I used an AI prime over my 60p for about a year. Was mounted about 22" above substrate and grew plants nicely... However the left and right edges of the tank were certainly low light. Overall, It works well and the programmability is hard to beat, but you're correct with assuming it's not gonna hit tht edges of the tank well. 

I moved to an aquatic life Halo deluxe, and that one was substantially more powerful and had a wider spread... But at it's regular price of $350 or so... It's definitely not cheap.
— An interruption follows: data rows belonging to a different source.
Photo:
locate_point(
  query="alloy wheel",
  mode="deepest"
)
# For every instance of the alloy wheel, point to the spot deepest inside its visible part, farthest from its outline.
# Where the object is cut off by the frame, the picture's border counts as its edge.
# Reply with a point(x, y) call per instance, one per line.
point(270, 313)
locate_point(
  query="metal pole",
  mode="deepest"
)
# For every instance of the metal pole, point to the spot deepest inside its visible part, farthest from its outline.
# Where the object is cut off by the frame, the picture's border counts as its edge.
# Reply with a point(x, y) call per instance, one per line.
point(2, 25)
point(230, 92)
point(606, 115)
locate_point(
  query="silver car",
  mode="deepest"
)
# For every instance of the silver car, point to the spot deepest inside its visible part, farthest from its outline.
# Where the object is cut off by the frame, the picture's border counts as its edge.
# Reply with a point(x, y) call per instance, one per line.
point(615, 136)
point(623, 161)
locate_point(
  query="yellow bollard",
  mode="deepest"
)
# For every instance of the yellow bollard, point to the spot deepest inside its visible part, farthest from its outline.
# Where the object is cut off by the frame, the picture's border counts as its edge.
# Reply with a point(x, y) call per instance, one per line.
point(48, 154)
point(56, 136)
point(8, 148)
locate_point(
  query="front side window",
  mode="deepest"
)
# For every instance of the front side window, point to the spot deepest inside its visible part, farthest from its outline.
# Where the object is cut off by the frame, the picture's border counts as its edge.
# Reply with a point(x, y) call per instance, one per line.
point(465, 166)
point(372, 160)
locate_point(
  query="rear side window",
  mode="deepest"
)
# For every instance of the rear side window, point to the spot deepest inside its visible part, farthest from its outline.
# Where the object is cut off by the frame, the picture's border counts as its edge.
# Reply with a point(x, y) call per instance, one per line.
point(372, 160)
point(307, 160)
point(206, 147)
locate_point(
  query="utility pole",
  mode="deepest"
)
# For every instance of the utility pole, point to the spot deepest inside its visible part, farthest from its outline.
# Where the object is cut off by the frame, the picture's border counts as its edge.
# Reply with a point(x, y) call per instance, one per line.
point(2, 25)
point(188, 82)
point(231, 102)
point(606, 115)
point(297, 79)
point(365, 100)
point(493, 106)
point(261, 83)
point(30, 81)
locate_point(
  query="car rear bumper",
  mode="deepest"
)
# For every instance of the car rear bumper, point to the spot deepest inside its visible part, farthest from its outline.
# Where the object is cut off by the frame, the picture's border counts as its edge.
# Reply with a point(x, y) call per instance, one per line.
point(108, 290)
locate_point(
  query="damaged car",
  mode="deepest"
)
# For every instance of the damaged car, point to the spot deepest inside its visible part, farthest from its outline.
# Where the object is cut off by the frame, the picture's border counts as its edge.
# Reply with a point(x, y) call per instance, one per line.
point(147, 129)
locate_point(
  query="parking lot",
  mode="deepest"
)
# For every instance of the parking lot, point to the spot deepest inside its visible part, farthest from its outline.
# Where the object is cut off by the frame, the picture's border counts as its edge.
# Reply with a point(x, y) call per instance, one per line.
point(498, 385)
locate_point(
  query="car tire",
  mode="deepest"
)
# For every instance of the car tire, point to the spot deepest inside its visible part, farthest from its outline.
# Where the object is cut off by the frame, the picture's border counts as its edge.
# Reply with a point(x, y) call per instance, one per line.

If you get a light that stretches end to end you won't have those issues. Twinstar, ADA aquasky, chihiros .... They all make nice non pendant lights that will give you end to end coverage

I currently use a chihiros, and I had to buy it on eBay. It was actually from chihiros though... Their eBay user name is the company name. Took 10 days to get, was as easy as any other eBay purchase, just fyi



Sent from my iPhone using Tapatalk


----------



## Asteroid (Jul 26, 2018)

jaz419 said:


> I used an AI prime over my 60p for about a year. Was mounted about 22" above substrate and grew plants nicely... However the left and right edges of the tank were certainly low light. Overall, It works well and the programmability is hard to beat, but you're correct with assuming it's not gonna hit tht edges of the tank well.
> 
> I moved to an aquatic life Halo deluxe, and that one was substantially more powerful and had a wider spread... But at it's regular price of $350 or so... It's definitely not cheap.
> 
> ...


''

Thanks for sharing your experience and confirming what i thought. I would have purchased Twinstar or Aquasky but got spoiled seeing my current tank for 18 hrs with a Finnex 24/7 and can't go back. i have a small Chihiros and it works really well, I just don't trust buying overseas at this point with covid and wondering when I'll get it.


----------



## jeffkrol (Jun 5, 2013)

Asteroid said:


> ''
> 
> Thanks for sharing your experience and confirming what i thought. I would have purchased Twinstar or Aquasky but got spoiled seeing my current tank for 18 hrs with a Finnex 24/7 and can't go back. i have a small Chihiros and it works really well, I just don't trust buying overseas at this point with covid and wondering when I'll get it.



Micmole or Aquamax..


https://www.amazon.com/MICMOL-Aquarium-Programmable-Spectrum-Saltwater/dp/B075Q86BL1?th=1




FW version:
* Aqua Air 600 Planted *




Item No.: AA-600 
Power: 48W 
Size: 560X126X11mm 
Weight: 2.0kg 
Packing:760x170x50mm 
Bracket Dimesions (length): 
Min tank: 585mm 
Max tank: 1085mm
 
* Planted LEDs *




56pcs White - CN 1 
40pcs White - CN 2 
16pcs Royal Blue - CN 2 
4pcs Blue - CN 3 
4pcs W White - CN 3 
4pcs UV - CN 3 
2pcs Red - CN 3 
2pcs Green - CN 3


Not the greatest spectrum. Will always be a bit on the cool side..
Est. is 20000K w/ all channels on full...
Dimming ch2 (like 1/2 power) will bring that down a bit

Much more expensive..
https://www.amazon.com/dp/B07HP5PN5...jbGlja1JlZGlyZWN0JmRvTm90TG9nQ2xpY2s9dHJ1ZQ==

Cheap and fun and warmer..Would need at least 2 and possibly a TC-420(421) controller (would need to up the power supply probably)
est would be 5800K.. LISTED as 4000K..
https://www.amazon.com/ECRU-LED-Gro...ild=1&keywords=Relassy&qid=1587536286&sr=8-49


----------



## Ventchur (Apr 29, 2018)

IDK if they have the controllability you're looking for but if I had a 60p I would be looking at the ONF Flat One, Titan 1 by UNS and the Chihiros RGB Vivid 2.


----------



## Asteroid (Jul 26, 2018)

Ventchur said:


> IDK if they have the controllability you're looking for but if I had a 60p I would be looking at the ONF Flat One, Titan 1 by UNS and the Chihiros RGB Vivid 2.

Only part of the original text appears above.